The government grounds are also the place where official meetings are held. During our stay a “toktok” was held in order to discuss the actions to be taken regarding a recent break-in into one of the teachers houses. Since the discussion was held in their tok ples we couldn’t really follow and the summaries we got were not all consistent.

The local people live in huts made of banana leaves and covered with kunai grass or sometimes corrugated iron. The living quarters usually consist of the main house, a cooking house, and a small toilet building. Since there is no electricity and it gets quite cold after sunset, the main assembly room is the “haus kuk”, where a fire burns. This is even true for the staff living on the station ground, where the houses themselves provide gas stoves, running water, and flush toilets.

Haus Kuk (Kitchen)

Everybody lives from what their garden produces. We saw banana trees, sweet potatoes, different greens (kumu), sugar fruits, corn, cabbage, and spring onions. These stables are supplemented by chicken (eggs and meat), pig meat (on rare occasions), and birds that are shot with bow and arrow. However, protein is included very rarely and most of the time “kaukau” and “kumu” are the only foods for supper.

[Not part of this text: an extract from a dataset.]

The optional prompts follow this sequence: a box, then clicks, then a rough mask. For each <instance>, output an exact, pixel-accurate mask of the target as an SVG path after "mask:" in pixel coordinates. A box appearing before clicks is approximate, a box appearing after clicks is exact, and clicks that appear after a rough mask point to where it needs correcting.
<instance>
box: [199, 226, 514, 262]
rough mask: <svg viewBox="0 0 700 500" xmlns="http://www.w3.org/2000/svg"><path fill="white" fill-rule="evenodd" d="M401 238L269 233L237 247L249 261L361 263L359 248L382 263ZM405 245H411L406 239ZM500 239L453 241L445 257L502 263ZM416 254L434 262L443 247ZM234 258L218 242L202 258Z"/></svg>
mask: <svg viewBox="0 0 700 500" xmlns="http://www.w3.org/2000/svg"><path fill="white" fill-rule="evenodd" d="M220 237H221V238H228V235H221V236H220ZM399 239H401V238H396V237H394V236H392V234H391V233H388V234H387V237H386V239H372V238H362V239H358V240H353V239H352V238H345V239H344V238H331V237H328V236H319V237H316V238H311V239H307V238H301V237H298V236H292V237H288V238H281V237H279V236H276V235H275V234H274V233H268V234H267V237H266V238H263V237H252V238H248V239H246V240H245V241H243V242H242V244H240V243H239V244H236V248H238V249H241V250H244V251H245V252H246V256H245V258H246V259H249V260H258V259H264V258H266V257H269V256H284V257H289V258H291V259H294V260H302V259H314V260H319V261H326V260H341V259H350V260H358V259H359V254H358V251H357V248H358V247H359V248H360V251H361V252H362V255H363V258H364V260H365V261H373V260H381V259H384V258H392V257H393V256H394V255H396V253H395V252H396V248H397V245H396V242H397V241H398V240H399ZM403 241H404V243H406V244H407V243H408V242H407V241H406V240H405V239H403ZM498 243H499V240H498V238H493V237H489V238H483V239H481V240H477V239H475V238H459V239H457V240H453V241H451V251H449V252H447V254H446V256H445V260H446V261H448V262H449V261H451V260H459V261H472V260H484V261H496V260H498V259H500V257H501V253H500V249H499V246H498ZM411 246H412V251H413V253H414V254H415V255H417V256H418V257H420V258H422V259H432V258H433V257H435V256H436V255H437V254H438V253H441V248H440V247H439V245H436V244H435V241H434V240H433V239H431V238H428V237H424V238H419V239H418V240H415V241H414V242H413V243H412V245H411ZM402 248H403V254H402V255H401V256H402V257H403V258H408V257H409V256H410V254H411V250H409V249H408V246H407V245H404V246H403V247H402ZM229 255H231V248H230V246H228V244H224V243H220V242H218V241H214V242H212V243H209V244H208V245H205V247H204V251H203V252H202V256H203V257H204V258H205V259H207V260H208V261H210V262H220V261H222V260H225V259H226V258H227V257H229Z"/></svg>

The health centre provides basic medical care for a vast area. On Wednesday night a woman, who had broken her leg, was carried in from a remote place on a stretcher. Her condition was critical, since the bone stuck out of her leg and she had lost quite a bit of blood, so the health centre manager contacted Kujip Hospital via radio in order to get advice and request a medical evacuation for the next morning. The medivac, however, had to be postponed to Friday due to bad weather. During our stay the health centre also treated soars, cuts with bush knives, and severe diarrhea in a child. Even so the hospital staff encourages women to come to the hospital for delivery, they usually only come when there are complications.
Apart from treating medical emergencies, the health centre manager also tours the surrounding area in order to visit different houses and villages, as do the two nurses. During these tours the manager mainly does vaccinations for children, whereas the nurses teach mothers about basic hygiene, nutrition and family planning issues. Since there are no roads, everything is done on foot with all the supplies being carried, including portable eskies to keep the vaccines stored at the right temperature. While out in the villages, the hospital staff are provided with food and shelter by the recipients of their care.

Medevac with a Cessna 206


The church has an attendance of about 120 people, again coming from all the surrounding area. Sunday sermons are usually held in the local language, but are sometimes translated into Pisin for the benefit of those with a different “tok ples”. The pastor, too, does a lot of travelling while visiting people of the congregation.

Church Bell

We were told that the Nazarenes had eradicated most of the local traditions. However, in a region further to the West where the Anglican Church is predominant, old customs are still observed. Boys of a certain age, for example, still wear a bilum over their head for two years. During this time this is their only clothing and they do not wash. This, together with other things, forms part of their initiation rite.

December 10, 2011

Rumginae

Here some pictures of our permanent home in Runginae.

Our house: The Hilton

Watersupply: Rainwater is collected from the gutter then pumped up into headertanks on top of the roof, which provide the needed water pressure for the taps in the house.

View from our porch. However, this is no place to enjoy a sunset: Malaria mosquitos

Instead of apple trees we find these in the garden

Pictures from inside the house will be shown once we've settled in (which is code for tidied up) and some of the renovations have been done (so that you are not too shocked :).